With summer in full swing, Nev Staveley dishes out tips for a guilt-free picnic season.
So far, touch wood, this year’s summer has been impressive.
There’s been the odd shower, but there’s been plenty of sunshine too, and hopefully it’s set to continue.
And what better way to celebrate the glorious weather than with a picnic?
And yet, according to a recent survey by Pork Farm, around five million children in the UK have never been on a picnic.
If that’s not enough to make you scrabble to the back of the cupboard for that elusive blanket/plastic glass set/hamper, then nothing will.
Except, of course, ‘picnic guilt’ – the strange unnerving feeling that however lovely it is to be outside, it’s not quite so lovely when you’re eating your bodyweight in scotch eggs/getting sunburnt/generally being a bit unproductive.

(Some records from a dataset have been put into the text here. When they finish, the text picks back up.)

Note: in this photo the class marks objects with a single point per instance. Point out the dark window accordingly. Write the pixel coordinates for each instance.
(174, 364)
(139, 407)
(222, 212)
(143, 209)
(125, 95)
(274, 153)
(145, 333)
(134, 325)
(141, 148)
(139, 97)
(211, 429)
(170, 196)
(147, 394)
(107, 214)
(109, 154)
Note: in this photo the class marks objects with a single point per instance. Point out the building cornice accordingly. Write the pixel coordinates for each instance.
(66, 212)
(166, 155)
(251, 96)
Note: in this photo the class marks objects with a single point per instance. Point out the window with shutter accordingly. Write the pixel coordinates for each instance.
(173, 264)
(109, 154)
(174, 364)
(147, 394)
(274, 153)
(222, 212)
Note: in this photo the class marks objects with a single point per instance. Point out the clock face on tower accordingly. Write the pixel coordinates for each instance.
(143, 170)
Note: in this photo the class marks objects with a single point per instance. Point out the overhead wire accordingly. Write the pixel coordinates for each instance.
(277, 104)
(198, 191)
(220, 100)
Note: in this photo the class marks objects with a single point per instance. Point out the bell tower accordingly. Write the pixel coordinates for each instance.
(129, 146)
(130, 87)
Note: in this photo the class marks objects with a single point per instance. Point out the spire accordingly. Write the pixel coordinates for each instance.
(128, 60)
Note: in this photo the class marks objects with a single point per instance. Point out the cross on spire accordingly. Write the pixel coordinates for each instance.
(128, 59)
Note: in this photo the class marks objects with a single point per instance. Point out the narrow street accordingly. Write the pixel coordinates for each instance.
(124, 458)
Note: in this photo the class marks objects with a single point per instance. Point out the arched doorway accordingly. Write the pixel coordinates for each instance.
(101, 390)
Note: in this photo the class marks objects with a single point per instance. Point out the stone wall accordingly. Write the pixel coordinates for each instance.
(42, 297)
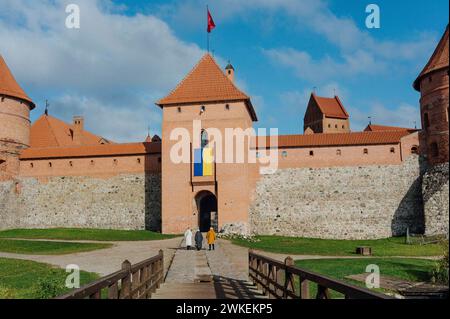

But don’t worry, those niggles can be easily banished, just follow these tips for healthy and fruitful picnicking...
Banish over-eating guilt
Your ‘normal lunch’ is a sandwich. Your ‘picnic lunch’ is sausage rolls, vats of dips, crisps and “a few sweet things, just in case”.
It’s easy at picnics to just keep on delving into all of the packets and pots with no sense of what it’d actually look like all piled up on a plate.
So go stick to what’s on your plate and keep some sense of portion control.
Packing some crudites (raw carrot, cucumber sticks, chopped peppers) and some healthy dips before raiding the crisps is a good idea too.
Banish over-spending guilt
All those offers, all that food, and you’ve suddenly splashed a weekly food budget on one afternoon.
Before you buy, text your other picnic attendees to agree who’s buying what.
Banish lazy guilt
Avoid the temptation for picnic inertia by taking along a Frisbee, a rounders bat and ball, or even just a tennis ball for a game of catch.
Keep this up for half an hour and you’ve burnt a couple of hundred calories.
Banish lazy-brain guilt
It’s not all about physical laziness with al fresco dining – you also while away half a day and yet the book/newspaper you brought along remains completely untouched.
It’s a problem easily solved though; don’t take your culture on your picnic, take your picnic somewhere cultural.
Great examples include open-air cinemas, concerts and plays.
Banish social guilt
Everyone has that list of people they feel they “really must see”, but work/commuting/children/life inevitably gets in the way.
Which is where the picnic fairy godmother floats in and waves its ‘social life sorted’ wand.
Because while someone might be irked if you arranged to meet them for a drink in a pub and 25 other people were jammed round your table; they turn up at your picnic with 25 other people jammed on your blanket and they simply smile and shrug that more is merrier.
Banish too much booze guilt
We’re not trying to trample over your fun here, but we do suggest perhaps preparing a jug of Pimm’s at home rather than just slopping it in your glass when you’re there; and sometimes not slopping any Pimm’s in and just having a glass of lemonade.